JP Observer: New ‘reforms’ could reduce families getting state aid

Most of us like to think we have government programs and funding in place to help poor and disabled people and their children in Massachusetts.

We do, to some extent, but the state, under the well-worn label of “reform,” appears to be trying to reduce the number of recipients of Transitional Aid to Needy Families (TANF), sometimes called “welfare.” According to Action for Boston Community Development, eligible families receive an average of about $453 per month.

Erecting hurdles to getting state cash assistance and encouraging disabled residents to turn to a federal entitlement program for help are two major provisions in a new law.

Gov. Deval Patrick signed legislation in July that requires Massachusetts residents who want assistance due to their or a child’s disability to apply for federal Supplemental Security Income (SSI) administered by Social Security—and to appeal any SSI denial.

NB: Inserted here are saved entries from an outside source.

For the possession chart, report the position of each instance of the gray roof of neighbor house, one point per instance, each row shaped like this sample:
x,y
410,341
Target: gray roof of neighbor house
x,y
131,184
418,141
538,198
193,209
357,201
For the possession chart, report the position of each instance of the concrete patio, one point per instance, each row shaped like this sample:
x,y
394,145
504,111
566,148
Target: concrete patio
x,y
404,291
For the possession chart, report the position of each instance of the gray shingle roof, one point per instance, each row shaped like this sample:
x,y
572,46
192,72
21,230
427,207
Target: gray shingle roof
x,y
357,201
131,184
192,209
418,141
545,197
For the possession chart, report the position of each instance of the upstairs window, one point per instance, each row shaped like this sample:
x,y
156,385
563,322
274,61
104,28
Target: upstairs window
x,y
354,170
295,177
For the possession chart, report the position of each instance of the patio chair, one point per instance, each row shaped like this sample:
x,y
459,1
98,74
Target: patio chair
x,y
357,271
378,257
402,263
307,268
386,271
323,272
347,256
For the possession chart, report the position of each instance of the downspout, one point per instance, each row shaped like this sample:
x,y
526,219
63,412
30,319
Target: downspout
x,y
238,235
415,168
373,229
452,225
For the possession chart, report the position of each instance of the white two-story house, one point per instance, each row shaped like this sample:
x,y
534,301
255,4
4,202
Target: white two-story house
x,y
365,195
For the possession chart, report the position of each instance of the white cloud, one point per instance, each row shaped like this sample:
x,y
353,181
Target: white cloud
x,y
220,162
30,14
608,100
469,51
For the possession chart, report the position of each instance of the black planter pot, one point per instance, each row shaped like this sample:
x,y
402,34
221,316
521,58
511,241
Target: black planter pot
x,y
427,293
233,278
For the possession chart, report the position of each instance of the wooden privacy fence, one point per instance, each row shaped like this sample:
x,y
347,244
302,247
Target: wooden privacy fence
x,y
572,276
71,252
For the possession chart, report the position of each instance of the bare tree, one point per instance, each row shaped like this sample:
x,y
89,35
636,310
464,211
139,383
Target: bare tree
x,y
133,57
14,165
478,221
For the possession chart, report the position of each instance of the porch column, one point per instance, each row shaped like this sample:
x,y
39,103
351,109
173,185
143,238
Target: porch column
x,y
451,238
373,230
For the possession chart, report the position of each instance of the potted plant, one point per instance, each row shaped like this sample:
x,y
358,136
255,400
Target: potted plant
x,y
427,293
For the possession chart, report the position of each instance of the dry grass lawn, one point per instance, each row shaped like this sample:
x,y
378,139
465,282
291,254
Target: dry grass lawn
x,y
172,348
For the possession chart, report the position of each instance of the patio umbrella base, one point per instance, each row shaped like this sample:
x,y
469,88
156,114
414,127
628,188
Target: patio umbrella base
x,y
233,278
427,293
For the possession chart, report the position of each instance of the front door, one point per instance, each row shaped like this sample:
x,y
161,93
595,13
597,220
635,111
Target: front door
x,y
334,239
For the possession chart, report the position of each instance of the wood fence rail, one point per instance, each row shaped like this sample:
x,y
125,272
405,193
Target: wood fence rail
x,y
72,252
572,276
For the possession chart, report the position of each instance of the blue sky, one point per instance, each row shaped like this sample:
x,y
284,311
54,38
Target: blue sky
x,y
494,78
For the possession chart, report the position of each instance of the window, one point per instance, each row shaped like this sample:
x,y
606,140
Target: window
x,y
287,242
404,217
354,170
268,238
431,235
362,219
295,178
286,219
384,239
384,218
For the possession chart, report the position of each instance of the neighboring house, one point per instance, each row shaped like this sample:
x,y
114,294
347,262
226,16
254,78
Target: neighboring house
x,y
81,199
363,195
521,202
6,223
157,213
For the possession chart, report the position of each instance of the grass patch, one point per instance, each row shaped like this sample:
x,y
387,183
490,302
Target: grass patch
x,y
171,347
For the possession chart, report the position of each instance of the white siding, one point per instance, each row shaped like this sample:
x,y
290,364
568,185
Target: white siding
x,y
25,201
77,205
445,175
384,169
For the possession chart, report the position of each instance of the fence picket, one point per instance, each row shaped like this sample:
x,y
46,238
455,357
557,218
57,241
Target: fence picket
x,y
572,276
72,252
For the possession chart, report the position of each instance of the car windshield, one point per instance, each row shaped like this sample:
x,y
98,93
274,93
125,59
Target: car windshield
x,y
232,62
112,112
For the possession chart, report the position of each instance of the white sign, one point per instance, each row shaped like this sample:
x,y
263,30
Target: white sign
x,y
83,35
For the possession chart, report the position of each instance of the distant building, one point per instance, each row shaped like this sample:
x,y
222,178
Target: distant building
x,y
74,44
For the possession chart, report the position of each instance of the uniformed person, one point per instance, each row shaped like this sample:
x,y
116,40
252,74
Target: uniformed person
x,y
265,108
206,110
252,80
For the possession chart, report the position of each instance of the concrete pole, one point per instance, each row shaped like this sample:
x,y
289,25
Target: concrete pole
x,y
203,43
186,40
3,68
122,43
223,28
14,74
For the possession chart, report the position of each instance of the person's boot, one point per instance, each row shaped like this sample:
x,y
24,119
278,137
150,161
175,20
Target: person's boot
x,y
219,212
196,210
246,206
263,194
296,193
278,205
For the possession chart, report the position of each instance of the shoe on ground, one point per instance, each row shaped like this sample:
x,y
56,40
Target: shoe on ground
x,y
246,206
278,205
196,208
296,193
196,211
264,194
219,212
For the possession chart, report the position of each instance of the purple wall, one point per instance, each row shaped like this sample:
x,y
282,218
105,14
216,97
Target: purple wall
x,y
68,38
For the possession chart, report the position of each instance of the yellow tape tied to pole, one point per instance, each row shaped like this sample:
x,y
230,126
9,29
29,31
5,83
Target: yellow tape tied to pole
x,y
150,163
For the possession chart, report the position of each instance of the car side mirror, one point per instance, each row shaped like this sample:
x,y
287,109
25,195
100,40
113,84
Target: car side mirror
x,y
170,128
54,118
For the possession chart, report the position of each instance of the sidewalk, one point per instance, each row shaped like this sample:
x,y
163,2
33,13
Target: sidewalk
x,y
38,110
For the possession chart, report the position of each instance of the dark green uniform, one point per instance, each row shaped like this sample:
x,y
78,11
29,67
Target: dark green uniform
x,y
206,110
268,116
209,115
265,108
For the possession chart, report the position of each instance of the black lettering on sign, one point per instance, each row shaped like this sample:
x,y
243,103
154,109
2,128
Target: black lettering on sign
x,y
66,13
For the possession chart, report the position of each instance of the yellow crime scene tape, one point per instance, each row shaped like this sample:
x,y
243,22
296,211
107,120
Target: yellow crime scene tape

SSI is usually long-term, and receiving welfare is limited to a total of five years per person per lifetime—two years at a time, maximum. So, people who meet SSI’s strict disability guidelines may choose those benefits over the state’s.

Since welfare “reform” in the mid-1990s, aid to poor people seems like a supplementary unemployment program. The latest Massachusetts law says every adult who isn’t exempt as disabled will be required to do a documented search for a full-time job for 30 days before being able to collect or renew assistance.

The Pittsburgh Post-Gazette reported in April that a similar job search policy enacted in 2012 in Pennsylvania has resulted in a 75 percent decrease in families accepted to receive assistance.

The system itself seems to actually discourage recipients from working sometimes, according to one mother. Geneva Smith (not her real name) collects TANF for herself and three children, 3, 7 and 13.

Smith said housing caseworkers have told her she must meet with them at times she is supposed to be at her part-time retail job. And they say she lives too far away from the store.

“It’s like they are trying to get me not to work. But I like to work,” she said in a recent interview.

Regulations spelling out how the new law will be implemented have not been issued yet. Jamaica Plain resident Georgia Mattison is on the Boston DTA Advisory  Board.

DTA has to wrestle with myriad fundamental issues—according to Mattison, a staffer at Poor People’s United Fund—including: how “job search” is defined and proven; training and education provided; how adults without funds for transportation, a telephone, a computer or child care can apply for a job; how DTA will assist with a job search and/or applying for SSI; what will the state do if adults and children who are now considered disabled are not granted SSI; what happens to children who qualify for assistance but their low-income parents don’t; and when recipients will be told about the new job search and disability requirements.

How coming regulations answer those questions will be crucial to determining how many disadvantaged residents can clear the new barriers to financial aid for themselves and their children.